Today's costing exercise:

Two people, Burstner A530.
Dover Calais, out begining May back a month later.
Sea France for all 3.

Sea France direct £78
C Club £74
C*CC £55

All same days though times varied a bit around midday.


----------



## bobandjane (Dec 29, 2007)

*Costing Exercise*

Very Good any chance of the code for c* cc Well it was worth a try! We go from Harich next time 22 may --24june £54 in tesco points club class seats cant be bad bobandjane.


----------



## Guest (Mar 2, 2008)

*Re: Costing Exercise*



bobandjane said:


> Very Good any chance of the code for c* cc


That's easy:

http://www.campingandcaravanningclub.co.uk/


----------



## Rapide561 (Oct 1, 2005)

bhewart said:


> Today's costing exercise:
> 
> Two people, Burstner A530.
> Dover Calais, out begining May back a month later.
> ...


£55 return is not bad at all.

Do you have to be a CCC member to take advantage of the fares or will the take bookings for anyone!

Russell


----------



## Guest (Mar 2, 2008)

SORRY people.

I got back on to the C&CC site to book that £55 ticket. It had retained my previous inquiry.

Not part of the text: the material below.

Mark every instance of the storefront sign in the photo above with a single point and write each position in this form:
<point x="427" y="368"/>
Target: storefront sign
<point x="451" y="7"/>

Errrr, guess who put in 6 May return 8 May, not 8 June.

Prat !!!

Real price was same as the rest. £75 ish.

But it got *more* interesting, CC bounced. So I phone RBS and they read out umpteen thousands of pounds of fraud transactions on the CC. I've to sort it out tomorrow. though I doubt it will cost me anything.


----------